The two-day Chris Griffis Memorial Mazda Road to Indy Test concluded on Sunday at the Indianapolis Motor Speedway road course.
Combined times after the two days of running are below, with Nico Jamin (Indy Lights Presented by Cooper Tires) and Oliver Askew (Pro Mazda Championship Presented by Cooper Tires) remaining on top from Saturday to Sunday, and Darren Keane (Cooper Tires USF2000 Championship Powered by Mazda) supplanting Andres Gutierrez at the head of that field.
Previous notebooks are linked here (Friday, Saturday), with additional Sunday notes to follow.
Several drivers pulled double duty between series, namely Parker Thompson (Exclusive Autosport in Pro Mazda and USF2000), Carlos Cunha (Juncos Racing in Indy Lights and Pro Mazda) and Aaron Telitz (Team Pelfrey in Pro Mazda, RJB Motorsports in USF2000).

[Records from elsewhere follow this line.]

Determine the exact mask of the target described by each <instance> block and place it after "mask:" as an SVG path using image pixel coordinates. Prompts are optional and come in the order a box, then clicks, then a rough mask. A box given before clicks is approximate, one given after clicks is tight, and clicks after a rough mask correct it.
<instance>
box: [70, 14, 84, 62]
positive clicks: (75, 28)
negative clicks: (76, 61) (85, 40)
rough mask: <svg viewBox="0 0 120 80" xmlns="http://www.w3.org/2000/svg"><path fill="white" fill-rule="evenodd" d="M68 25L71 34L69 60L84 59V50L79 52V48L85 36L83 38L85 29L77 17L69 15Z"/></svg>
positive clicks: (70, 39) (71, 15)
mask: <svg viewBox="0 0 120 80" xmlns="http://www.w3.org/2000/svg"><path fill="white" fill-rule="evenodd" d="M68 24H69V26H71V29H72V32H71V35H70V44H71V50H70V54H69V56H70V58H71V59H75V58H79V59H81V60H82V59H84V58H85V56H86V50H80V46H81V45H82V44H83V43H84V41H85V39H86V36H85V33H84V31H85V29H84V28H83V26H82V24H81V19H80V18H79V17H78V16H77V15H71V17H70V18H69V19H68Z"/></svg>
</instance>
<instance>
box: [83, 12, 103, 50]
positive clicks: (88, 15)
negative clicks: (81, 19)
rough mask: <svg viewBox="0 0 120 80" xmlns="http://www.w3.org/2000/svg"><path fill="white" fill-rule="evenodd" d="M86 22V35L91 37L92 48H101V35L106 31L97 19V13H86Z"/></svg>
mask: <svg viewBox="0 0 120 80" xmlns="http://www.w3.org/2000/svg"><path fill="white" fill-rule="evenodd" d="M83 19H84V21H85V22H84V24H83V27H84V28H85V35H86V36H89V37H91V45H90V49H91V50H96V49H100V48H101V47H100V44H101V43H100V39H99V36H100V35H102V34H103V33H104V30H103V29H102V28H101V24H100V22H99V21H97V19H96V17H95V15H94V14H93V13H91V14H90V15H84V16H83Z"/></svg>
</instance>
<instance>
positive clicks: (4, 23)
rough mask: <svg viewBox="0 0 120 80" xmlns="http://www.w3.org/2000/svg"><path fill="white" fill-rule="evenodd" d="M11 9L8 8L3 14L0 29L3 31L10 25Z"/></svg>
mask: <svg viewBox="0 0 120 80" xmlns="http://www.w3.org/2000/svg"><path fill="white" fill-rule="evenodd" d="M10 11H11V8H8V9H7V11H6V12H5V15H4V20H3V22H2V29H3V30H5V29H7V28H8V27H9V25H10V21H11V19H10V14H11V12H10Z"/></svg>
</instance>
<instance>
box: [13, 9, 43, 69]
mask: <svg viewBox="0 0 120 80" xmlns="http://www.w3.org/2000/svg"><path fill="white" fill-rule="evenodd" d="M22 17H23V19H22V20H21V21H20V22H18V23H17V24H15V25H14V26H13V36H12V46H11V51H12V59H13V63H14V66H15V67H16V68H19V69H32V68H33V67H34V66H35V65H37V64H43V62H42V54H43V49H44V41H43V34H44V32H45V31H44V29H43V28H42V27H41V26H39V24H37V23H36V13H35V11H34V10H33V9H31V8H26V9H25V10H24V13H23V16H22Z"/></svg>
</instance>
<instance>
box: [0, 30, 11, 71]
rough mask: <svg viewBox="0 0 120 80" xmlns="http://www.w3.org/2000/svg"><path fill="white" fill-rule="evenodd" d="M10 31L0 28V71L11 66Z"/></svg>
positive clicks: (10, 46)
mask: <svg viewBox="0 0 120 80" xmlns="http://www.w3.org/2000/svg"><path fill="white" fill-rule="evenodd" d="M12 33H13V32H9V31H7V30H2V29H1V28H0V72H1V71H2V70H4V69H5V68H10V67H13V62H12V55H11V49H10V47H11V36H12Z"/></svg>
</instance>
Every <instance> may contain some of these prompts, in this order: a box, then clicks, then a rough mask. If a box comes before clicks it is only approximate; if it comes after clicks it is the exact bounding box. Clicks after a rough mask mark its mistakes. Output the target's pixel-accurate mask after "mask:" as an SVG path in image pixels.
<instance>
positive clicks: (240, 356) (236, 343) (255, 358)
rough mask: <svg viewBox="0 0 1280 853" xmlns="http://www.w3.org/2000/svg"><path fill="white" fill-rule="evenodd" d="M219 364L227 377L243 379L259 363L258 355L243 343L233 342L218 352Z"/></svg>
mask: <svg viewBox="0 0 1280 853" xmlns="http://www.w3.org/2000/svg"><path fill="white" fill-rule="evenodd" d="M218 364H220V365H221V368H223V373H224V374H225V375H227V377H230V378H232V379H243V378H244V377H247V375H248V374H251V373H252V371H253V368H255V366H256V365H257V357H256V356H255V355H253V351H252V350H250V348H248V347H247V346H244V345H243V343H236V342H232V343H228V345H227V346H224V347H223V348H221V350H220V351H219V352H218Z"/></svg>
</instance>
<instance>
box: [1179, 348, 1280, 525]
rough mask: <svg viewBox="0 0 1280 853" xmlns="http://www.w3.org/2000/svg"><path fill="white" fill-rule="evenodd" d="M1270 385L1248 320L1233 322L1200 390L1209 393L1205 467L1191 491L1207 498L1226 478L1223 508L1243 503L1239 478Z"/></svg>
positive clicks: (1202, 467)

Telitz (above) added a run in Pro Mazda in Team Pelfrey’s No. 82 car; the Wisconsinite has done a lot of the series’ testing for the new Pro Mazda Tatuus PM-18, and had hoped to run all three series. We’ll have more meanwhile on Thompson and Exclusive’s double in the days to come; the Michael Duncalfe-led team out of Saskatoon, Saskatchewan was one of three new Pro Mazda teams adding those cars to USF2000 efforts (Pabst Racing, BN Racing) this week.
There were a handful of drivers that changed cars or teams for Sunday’s second day of the test, primarily in USF2000. While Keane ran both days at Newman Wachs, the Brian Halahan-managed team ran David Osborne and Oscar DeLuzuriaga in the Nos. 37 and 38 cars, taking over from Jake Craig and Max Peichel. Osborne switched from Team Pelfrey, where he ran Saturday, and where Jacob Loomis ran Sunday. Justin Gordon ran a second Exclusive Autosport chassis, switching to the No. 90 on Sunday after running the No. 92 Saturday.

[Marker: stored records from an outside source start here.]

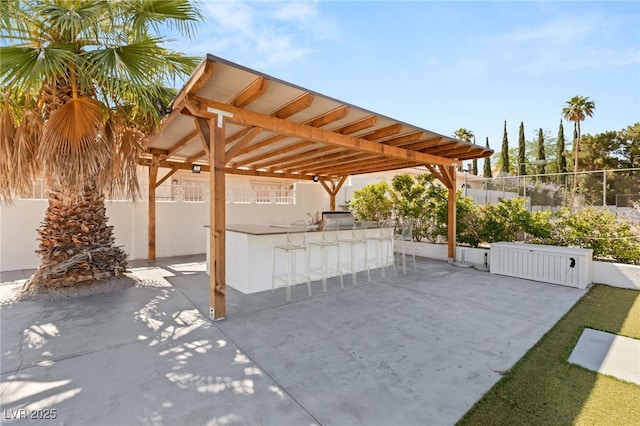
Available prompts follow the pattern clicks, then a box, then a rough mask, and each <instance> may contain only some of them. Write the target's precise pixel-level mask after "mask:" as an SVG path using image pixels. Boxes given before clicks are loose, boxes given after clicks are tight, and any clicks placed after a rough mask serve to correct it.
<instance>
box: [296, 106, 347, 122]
mask: <svg viewBox="0 0 640 426" xmlns="http://www.w3.org/2000/svg"><path fill="white" fill-rule="evenodd" d="M350 109H351V108H350V107H349V106H348V105H342V106H339V107H338V108H336V109H332V110H331V111H329V112H327V113H324V114H322V115H320V116H318V117H315V118H312V119H311V120H309V121H307V122H305V123H304V124H308V125H309V126H311V127H324V126H326V125H327V124H331V123H333V122H334V121H338V120H342V119H343V118H345V117H346V116H347V114H348V113H349V110H350Z"/></svg>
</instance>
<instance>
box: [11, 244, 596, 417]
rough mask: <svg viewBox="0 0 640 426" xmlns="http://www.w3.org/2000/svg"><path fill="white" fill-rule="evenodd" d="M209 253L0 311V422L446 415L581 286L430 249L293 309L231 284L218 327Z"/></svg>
mask: <svg viewBox="0 0 640 426" xmlns="http://www.w3.org/2000/svg"><path fill="white" fill-rule="evenodd" d="M203 260H204V256H192V257H182V258H172V259H162V260H160V261H158V262H155V263H154V264H148V263H147V262H133V263H132V265H131V267H132V270H133V272H134V273H135V274H136V275H137V276H138V277H140V278H142V279H143V280H144V285H143V286H139V287H134V288H128V289H124V290H120V291H117V292H112V293H107V294H99V295H92V296H86V297H82V298H75V299H65V300H57V301H49V302H20V303H13V304H9V305H5V306H3V307H2V309H1V317H0V319H1V330H2V334H1V352H2V358H1V360H2V366H1V374H2V375H1V379H2V383H1V385H0V403H1V405H2V413H1V415H2V421H3V422H6V423H7V424H11V423H13V422H14V421H15V418H16V417H20V416H22V415H26V416H30V415H33V414H34V413H35V415H42V414H45V413H46V412H45V411H40V412H38V411H34V410H43V409H49V410H55V417H56V419H55V420H54V421H52V422H51V424H67V425H76V424H77V425H113V424H120V425H128V424H189V425H195V424H208V425H223V424H224V425H229V424H242V425H251V424H255V425H258V424H259V425H288V424H291V425H314V424H321V425H390V424H393V425H418V424H420V425H450V424H453V423H455V422H456V421H457V420H458V419H459V418H460V417H461V416H462V415H464V413H465V412H466V411H467V410H468V409H469V408H470V407H471V406H472V405H473V404H474V403H475V402H476V401H477V400H478V399H479V398H480V397H481V396H482V395H483V394H484V393H485V392H486V391H487V390H489V389H490V388H491V386H493V384H494V383H495V382H496V381H498V380H499V379H500V377H501V373H502V372H504V371H505V370H508V369H509V368H511V367H512V366H513V364H514V363H515V362H516V361H517V360H518V359H519V358H520V357H521V356H522V355H523V354H524V353H525V352H526V351H527V350H528V349H529V348H530V347H531V346H532V345H534V344H535V342H536V341H537V340H538V339H539V338H540V337H542V335H543V334H544V333H545V332H546V331H547V330H548V329H549V328H551V327H552V326H553V325H554V324H555V323H556V322H557V321H558V320H559V319H560V318H561V317H562V316H563V315H564V314H565V313H566V312H567V311H568V310H569V309H570V308H571V306H573V305H574V304H575V303H576V301H577V300H578V299H579V298H580V297H581V296H582V295H583V294H584V293H585V291H584V290H577V289H574V288H568V287H562V286H556V285H550V284H543V283H538V282H533V281H526V280H520V279H515V278H509V277H503V276H497V275H490V274H489V273H486V272H480V271H476V270H473V269H464V268H456V267H455V266H451V265H448V264H447V263H445V262H440V261H434V260H429V259H424V258H421V259H418V271H417V272H413V271H411V272H410V273H408V274H406V275H398V276H397V277H393V276H392V277H391V278H387V280H382V279H381V278H380V274H379V272H378V271H375V272H373V273H372V278H373V282H371V283H368V282H367V281H366V279H365V277H364V275H360V276H359V277H358V285H357V286H353V285H352V284H351V277H350V276H345V288H344V289H340V287H339V285H338V284H337V283H336V281H335V280H330V281H329V291H328V292H327V293H326V294H325V293H322V291H321V287H320V283H319V282H315V283H313V284H312V285H313V296H312V297H311V298H309V297H307V295H306V286H304V285H301V286H298V287H297V288H295V289H294V291H293V302H292V303H286V302H285V301H284V289H278V290H277V291H275V292H274V293H272V292H270V291H267V292H264V293H258V294H253V295H243V294H241V293H239V292H237V291H234V290H233V289H231V288H229V287H228V288H227V292H228V294H227V319H226V320H223V321H219V322H215V323H214V322H211V321H209V320H208V310H209V307H208V305H209V303H208V302H209V301H208V277H207V276H206V275H205V273H204V269H205V266H204V262H203ZM228 261H229V262H231V260H230V259H228ZM25 274H28V272H26V273H25ZM19 278H21V276H20V274H19V273H17V274H11V273H9V274H8V273H4V274H3V275H2V278H1V279H2V280H3V281H12V280H16V279H19ZM2 287H4V290H5V291H6V289H7V284H6V283H5V284H4V285H2V286H0V289H2ZM48 413H49V414H51V413H52V412H51V411H49V412H48ZM30 421H31V422H33V423H36V422H41V420H30ZM23 422H24V420H20V421H19V423H20V424H22V423H23Z"/></svg>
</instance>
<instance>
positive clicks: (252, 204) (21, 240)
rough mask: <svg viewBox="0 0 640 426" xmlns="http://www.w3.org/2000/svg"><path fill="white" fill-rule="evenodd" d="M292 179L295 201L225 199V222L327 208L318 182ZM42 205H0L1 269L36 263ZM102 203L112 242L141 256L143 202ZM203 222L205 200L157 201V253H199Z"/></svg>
mask: <svg viewBox="0 0 640 426" xmlns="http://www.w3.org/2000/svg"><path fill="white" fill-rule="evenodd" d="M176 175H177V176H172V178H175V179H176V180H177V181H178V183H179V184H184V183H185V181H191V182H193V181H197V180H201V181H203V182H206V175H205V176H191V174H183V175H180V174H176ZM251 180H254V181H255V180H256V179H255V178H251V179H248V178H245V177H238V176H229V177H228V179H227V187H233V188H238V187H243V186H246V187H249V186H250V181H251ZM267 180H269V179H267ZM269 181H273V179H270V180H269ZM287 182H288V183H291V182H290V181H287ZM168 184H170V182H168ZM295 185H296V203H295V204H233V203H227V204H226V216H227V217H226V219H227V223H228V224H245V223H247V224H259V225H272V224H283V223H290V222H292V221H294V220H297V219H306V215H307V212H309V213H312V214H314V213H315V212H316V211H323V210H329V196H328V194H327V193H326V191H325V190H324V189H323V188H322V186H321V185H320V184H319V183H314V182H308V183H307V182H301V183H296V184H295ZM46 208H47V201H46V200H16V201H15V202H14V205H13V206H3V205H0V271H13V270H22V269H34V268H36V267H37V266H38V264H39V258H38V256H37V255H36V253H35V250H36V248H37V247H38V240H37V236H38V235H37V233H36V229H37V228H38V227H39V226H40V223H41V222H42V220H43V218H44V213H45V210H46ZM106 208H107V216H108V217H109V224H110V225H112V226H114V235H115V237H116V245H119V246H123V250H124V251H125V252H126V253H127V254H128V255H129V258H130V259H145V258H146V257H147V241H148V236H147V235H148V229H147V226H148V216H147V212H148V204H147V202H146V201H138V202H137V203H133V202H129V201H107V202H106ZM207 224H209V204H208V203H204V202H185V201H182V202H176V201H165V202H163V201H159V202H157V203H156V256H157V257H168V256H179V255H187V254H198V253H204V252H205V248H206V247H205V244H206V241H205V232H204V228H203V226H204V225H207Z"/></svg>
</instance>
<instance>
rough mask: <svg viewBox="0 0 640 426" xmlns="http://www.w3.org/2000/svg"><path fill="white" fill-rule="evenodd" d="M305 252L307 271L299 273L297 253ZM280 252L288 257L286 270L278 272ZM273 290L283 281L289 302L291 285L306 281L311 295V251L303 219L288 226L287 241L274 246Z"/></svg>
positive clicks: (286, 266) (282, 282)
mask: <svg viewBox="0 0 640 426" xmlns="http://www.w3.org/2000/svg"><path fill="white" fill-rule="evenodd" d="M299 252H302V253H303V254H304V266H305V272H304V273H303V274H301V273H298V272H297V270H296V263H297V262H296V258H297V253H299ZM278 253H281V254H284V255H285V258H286V264H287V265H286V268H287V269H286V271H285V272H284V273H277V272H276V265H277V257H278ZM271 278H272V279H271V291H273V290H274V289H275V285H276V281H279V282H282V283H283V284H284V285H285V286H286V287H287V292H286V298H287V302H291V286H292V285H295V284H300V283H303V282H305V281H306V283H307V288H308V289H309V297H311V279H310V277H309V253H308V251H307V225H306V223H305V222H304V221H303V220H298V221H296V222H294V223H292V224H291V225H289V226H288V227H287V243H286V244H284V245H279V246H273V272H272V277H271Z"/></svg>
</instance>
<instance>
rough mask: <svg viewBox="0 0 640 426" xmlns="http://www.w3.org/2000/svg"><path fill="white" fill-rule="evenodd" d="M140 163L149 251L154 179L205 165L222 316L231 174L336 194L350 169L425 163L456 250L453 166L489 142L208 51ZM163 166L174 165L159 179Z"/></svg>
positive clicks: (456, 164)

The PM-18 best lap set by Askew is more than three seconds faster than the series’ official track record (Pato O’Ward in 2016, at 1:22.8800, 105.941 mph). Askew’s best time of 1:19.8142 averages 110.010 mph around the 2.439-mile circuit. Neither the Indy Lights nor USF2000 cars eclipsed the existing lap records in those categories.

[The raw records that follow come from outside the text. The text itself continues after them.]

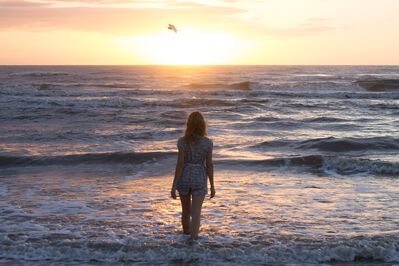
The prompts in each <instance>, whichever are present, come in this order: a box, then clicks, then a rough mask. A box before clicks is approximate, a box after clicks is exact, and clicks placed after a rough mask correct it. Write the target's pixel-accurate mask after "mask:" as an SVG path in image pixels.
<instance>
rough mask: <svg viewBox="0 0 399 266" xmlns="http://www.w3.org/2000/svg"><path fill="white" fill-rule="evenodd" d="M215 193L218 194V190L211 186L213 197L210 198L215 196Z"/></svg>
mask: <svg viewBox="0 0 399 266" xmlns="http://www.w3.org/2000/svg"><path fill="white" fill-rule="evenodd" d="M215 195H216V190H215V188H214V187H211V197H210V198H213V197H215Z"/></svg>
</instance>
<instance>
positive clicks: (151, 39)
mask: <svg viewBox="0 0 399 266" xmlns="http://www.w3.org/2000/svg"><path fill="white" fill-rule="evenodd" d="M120 43H121V44H122V46H123V47H124V48H125V49H127V50H128V51H130V53H132V54H134V55H135V56H137V55H139V56H140V57H142V58H141V59H142V60H143V61H145V62H147V63H150V64H161V65H213V64H221V63H223V64H228V63H230V62H233V61H237V57H239V56H240V55H241V53H242V51H243V50H244V48H245V47H244V46H245V43H244V42H243V41H242V40H240V39H239V38H238V37H236V36H232V35H227V34H221V33H210V32H201V31H198V30H191V29H184V30H182V31H179V32H178V33H177V34H176V33H173V32H161V33H158V34H154V35H146V36H138V37H125V38H121V39H120Z"/></svg>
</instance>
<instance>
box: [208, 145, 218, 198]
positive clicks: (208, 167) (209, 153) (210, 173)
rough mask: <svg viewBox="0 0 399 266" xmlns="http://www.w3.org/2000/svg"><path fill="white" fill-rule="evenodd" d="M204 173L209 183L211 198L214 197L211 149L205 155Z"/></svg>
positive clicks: (211, 152)
mask: <svg viewBox="0 0 399 266" xmlns="http://www.w3.org/2000/svg"><path fill="white" fill-rule="evenodd" d="M206 174H207V175H208V177H209V183H211V198H213V197H215V194H216V190H215V184H214V182H213V161H212V149H211V150H210V151H209V152H208V156H207V157H206Z"/></svg>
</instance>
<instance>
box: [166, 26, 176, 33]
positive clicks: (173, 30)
mask: <svg viewBox="0 0 399 266" xmlns="http://www.w3.org/2000/svg"><path fill="white" fill-rule="evenodd" d="M168 25H169V26H168V30H173V31H174V32H175V33H177V29H176V27H175V25H173V24H168Z"/></svg>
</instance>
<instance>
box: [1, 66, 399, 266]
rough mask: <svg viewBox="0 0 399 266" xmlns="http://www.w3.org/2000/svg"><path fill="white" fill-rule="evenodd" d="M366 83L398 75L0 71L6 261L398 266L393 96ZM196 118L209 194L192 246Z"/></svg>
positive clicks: (67, 69)
mask: <svg viewBox="0 0 399 266" xmlns="http://www.w3.org/2000/svg"><path fill="white" fill-rule="evenodd" d="M368 78H372V79H379V78H381V79H387V78H388V79H390V78H392V79H395V78H396V79H398V78H399V67H391V66H379V67H375V66H364V67H359V66H345V67H339V66H207V67H162V66H46V67H39V66H36V67H34V66H19V67H12V66H3V67H0V261H1V262H13V261H17V262H24V263H29V264H30V263H41V262H54V263H75V264H77V265H80V264H82V263H89V264H91V263H94V264H95V263H109V262H112V263H121V264H124V263H138V264H140V263H141V264H148V263H155V264H159V263H165V264H185V263H191V264H204V263H212V264H216V265H232V264H233V265H234V264H236V265H240V264H243V263H249V264H266V265H275V264H280V265H281V264H319V263H324V264H327V265H328V264H337V263H341V262H356V263H366V264H367V263H370V264H373V265H374V264H384V265H385V264H388V265H391V264H392V265H394V264H395V263H399V244H398V243H399V203H398V202H399V178H398V177H399V91H395V90H378V91H368V90H367V89H365V88H361V87H359V86H358V85H356V83H355V81H358V80H364V79H368ZM195 110H199V111H201V112H203V114H204V115H205V117H206V119H207V122H208V126H209V128H208V135H209V137H210V138H211V139H213V141H214V155H213V157H214V164H215V183H216V191H217V192H216V197H215V198H214V199H212V200H209V199H206V200H205V203H204V206H203V212H202V227H201V232H200V239H199V241H198V242H196V243H193V244H187V243H186V241H185V240H186V238H187V237H186V236H184V235H183V234H182V233H181V228H180V211H181V210H180V203H179V201H178V200H176V201H174V200H172V199H171V198H170V188H171V183H172V179H173V174H174V167H175V163H176V152H177V148H176V142H177V139H178V137H180V136H181V135H182V133H183V131H184V126H185V119H186V117H187V115H188V114H189V113H190V112H192V111H195Z"/></svg>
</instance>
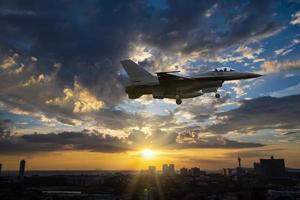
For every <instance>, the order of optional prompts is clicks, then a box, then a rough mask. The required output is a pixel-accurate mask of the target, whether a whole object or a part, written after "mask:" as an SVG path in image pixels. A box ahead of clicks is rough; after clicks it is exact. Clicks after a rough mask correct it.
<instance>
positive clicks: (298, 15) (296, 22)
mask: <svg viewBox="0 0 300 200" xmlns="http://www.w3.org/2000/svg"><path fill="white" fill-rule="evenodd" d="M292 17H293V19H292V21H291V22H290V23H291V24H293V25H298V24H300V11H298V12H296V13H295V14H293V15H292Z"/></svg>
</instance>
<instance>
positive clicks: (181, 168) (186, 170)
mask: <svg viewBox="0 0 300 200" xmlns="http://www.w3.org/2000/svg"><path fill="white" fill-rule="evenodd" d="M180 175H181V176H187V175H188V169H187V168H181V169H180Z"/></svg>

Drivers largely extolled the PM-18’s outright pace and potential with the horsepower upgrade, in what is a significant step forward for the series. “Following prototype testing of the new PM-18, I believed that we had a special race car and this weekend’s testing confirms that,” said Dan Andersen, Owner and CEO of Andersen Promotions. “Based on team and driver comments, this is a fantastic race car and I am very pleased with what Tatuus, Elite Engines and my team have assembled. It fits perfectly in between the USF-17 and the IL-15 in terms of lap times and, more importantly, it takes what a driver learns in the first step and introduces higher HP, higher grip and higher aero. This will be a great training car for years to come, and seeing our program now with three excellent and well-designed cars is very satisfying to me.”
Keane, one of the few veterans (relatively speaking) within USF2000 was plugged in this weekend as the only driver outside Pabst Racing to threaten the top of the timesheets. “It’s a good boost in confidence for me heading into next year. I am really happy with how everything is going with the team. They are a great group of guys and it’s just really good to see us improving and being where we want to be,” he said.
Rinus Veekay hailed the Indy Lights Dallara IL-15 Mazda this weekend in his first test there, although the talented Dutch teenager may well focus on Pro Mazda next season and shoot to win that championship, and continue his battle with Askew established in USF2000. “The car is very nice, quick,” noted VeeKay. “You can really feel the downforce and it was a pleasure to drive.”
The MRTI is done with official running for the year, but the $200,000 MRTI Scholarship Shootout remains in December at Wild Horse Pass Motorsports Park, the former Firebird Raceway, outside Phoenix. The winner of that will get a ticket into USF2000 for the 2018 season.
Full MRTI spring training will take place at Homestead-Miami Speedway in February 2018, with undoubtedly a bevy of driver and team announcements to come over the following months.